Paradoxically, it was also at this time that he became a "confirmed Catholic", which was reflected in his works. This seems to have resulted from a combination of his father's death and his 1896 marriage to Pilar Serrat, who was extremely devout. Shortly after, he lost a contract for work on a memorial in the main cemetery of Seville, but was awarded one for an allegorical group at the Palace of Justice in Pamplona. He also became a member of the Cercle Artístic de Sant Lluc, a group that was noted for its defense of Catholic morality. By 1904, he had become sufficiently successful to build his own home in Sarrià, which he called "La Torre de Sant Francesc".
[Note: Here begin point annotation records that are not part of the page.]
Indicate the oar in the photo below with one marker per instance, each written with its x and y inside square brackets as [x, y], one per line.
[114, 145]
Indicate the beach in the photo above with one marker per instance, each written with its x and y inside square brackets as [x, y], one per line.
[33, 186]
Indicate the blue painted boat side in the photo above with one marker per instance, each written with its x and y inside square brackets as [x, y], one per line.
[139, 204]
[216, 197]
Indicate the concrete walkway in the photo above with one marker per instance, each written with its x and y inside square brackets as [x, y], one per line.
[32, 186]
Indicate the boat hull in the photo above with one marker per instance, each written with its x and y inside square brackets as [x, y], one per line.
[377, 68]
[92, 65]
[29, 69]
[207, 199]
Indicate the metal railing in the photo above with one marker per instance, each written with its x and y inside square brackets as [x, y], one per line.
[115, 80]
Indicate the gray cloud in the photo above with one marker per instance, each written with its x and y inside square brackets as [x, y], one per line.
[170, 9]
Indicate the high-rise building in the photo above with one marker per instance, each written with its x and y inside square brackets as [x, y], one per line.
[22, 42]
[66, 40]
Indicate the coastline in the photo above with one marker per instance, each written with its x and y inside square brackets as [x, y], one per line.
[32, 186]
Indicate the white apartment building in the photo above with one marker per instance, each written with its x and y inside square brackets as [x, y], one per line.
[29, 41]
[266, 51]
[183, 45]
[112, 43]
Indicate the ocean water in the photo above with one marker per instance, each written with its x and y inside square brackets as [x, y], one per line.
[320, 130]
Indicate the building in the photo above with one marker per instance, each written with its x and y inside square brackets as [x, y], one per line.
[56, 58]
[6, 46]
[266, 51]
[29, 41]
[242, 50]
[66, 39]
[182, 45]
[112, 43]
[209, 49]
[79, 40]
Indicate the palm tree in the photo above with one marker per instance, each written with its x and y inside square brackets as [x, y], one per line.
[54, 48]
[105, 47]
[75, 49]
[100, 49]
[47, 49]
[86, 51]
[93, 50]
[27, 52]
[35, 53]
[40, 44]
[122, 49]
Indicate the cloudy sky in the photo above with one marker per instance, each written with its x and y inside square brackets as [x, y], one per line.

Over the following three decades, he largely abandoned the smaller pieces that had characterized his work, choosing to focus on public commissions and works for religious organizations. Perhaps his most notable work, an equestrian statue of James I of Aragon in Palma, dates from this period. Many of his works may be seen in the Montjuïc Cemetery.

In 1932, he built a large studio next to his home but, the following year, stopped accepting public commissions and creating works for exhibition, concentrating instead on writing his memoirs, which were published in 1934. He ceased working entirely a few years later, near the end of the Civil War, when a group of Rojos broke into his workshop and destroyed the figures of saints he had stored there. He was buried next to his father in the Sant Gervasi Cemetery on Tibidabo.